L'Armée Brancaleone (L'armata Brancaleone) de Mario Monicelli - 1966
Monicelli, le gars du Pigeon et des Nouveaux Monstres, s'attaque à la farce médiévale, et c'est étrange, mais c'est exactement là où on l'attendait sans le savoir. Quoi de mieux que cet univers criard, crasseux et sexué pour coller au style de Monicelli, volontiers paillard quand il le sent, en tout cas italien jusqu'au bout de la gourmette ? Dès les premiers plans de L'Armée Brancaleone, on le voit : le gars est dans le Moyen-Age comme un poisson dans l'eau. On n'a plus qu'à se laisser raconter cette histoire impayable sur les pas de ces acteurs en maxi-surjeu, et à se marrer tranquillement. Une poignée de brigands tue un chevalier et lui vole une lettre ; celle-ci confère à son porteur la possession d'un fief qui s'annonce magnifique. Nos pouilleux imaginent déjà force viandes, maints tonnelets et moult gourgandines à trousser, et se mettent donc en quête d'un preux chevalier avec lequel ils pourront gagner le territoire et partager les gains. Ils mettront la main sur le plus miteux d'entre eux, Brancaleone (Vittorio Gassman), le gars le plus con, le plus peureux, le plus mytho, le plus boiteux qu'ils puissent trouver. C'est parti pour deux heures de quête à travers un Moyen-Âge rempli de dangers, en compagnie de cette bande de bras-cassés. Au programme : rencontre avec un autre chevalier tout aussi pourri (Gian Maria Volonté) ou avec une procession religieuse ridicule, confrontation avec la peste ou des maris cocus, disputes à gogo et guerres sanglantes, accompagné par ce Don Quichotte qui ne doute jamais de sa valeur et de ses disciples miteux.

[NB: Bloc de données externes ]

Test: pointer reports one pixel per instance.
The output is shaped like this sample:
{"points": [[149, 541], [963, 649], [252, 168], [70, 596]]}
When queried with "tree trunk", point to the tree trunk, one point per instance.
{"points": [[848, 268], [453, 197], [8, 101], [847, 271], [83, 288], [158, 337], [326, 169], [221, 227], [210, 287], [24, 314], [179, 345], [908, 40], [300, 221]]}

Mine de rien, malgré le trait très appuyé, la reconstitution de l’époque médiévale est crédible. On baigne littéralement dans la crasse, depuis l'image du film, qu'on dirait lavée par la pluie et la boue, jusqu'au langage, la plupart du temps ordurier. La démesure et la vulgarité de ces temps collent parfaitement avec les outrances prisées par un Monicelli qui semble s'amuser comme un fou face à ces chevaliers en carton. Tout ne se vaut pas, certes, là-dedans, mais quand même : on se marre à peu près autant que lui. Il faut dire que Gassman est assez grandiose : il est ridicule, détestable, fanfaron et veule, mais il s'en sort avec un brio époustouflant, tout en gueule et en grands discours ronflants. On lui octroie des complices qui prennent des airs de troupe (et Monicelli adore les troupes) : une grande gigue à deux neurones, un petit vieux à deux pas de la tombe, un gamin et un Gian Maria Volonté désabusé et fataliste qui offre un magnifique contrepoint à la flamboyance de Brancaleone. Le film respecte les règles du genre picaresque, sautant de quêtes en missions avant d'atteindre le But ultime (ce fameux fief gagné à la sueur des fronts et après bien des errances) : quand il est atteint c'est pour finir le film aussi piteusement qu'il avait commencé. C'est paillard, malpoli, sexiste, sale, bruyant, vulgaire... et c'est génial, parce que justement ce sont les excès qui donnent de la justesse à ce film, qui peut aussi faire penser à Sacré Graal parfois, les grossièretés en plus. Gosse marrade sans complexe.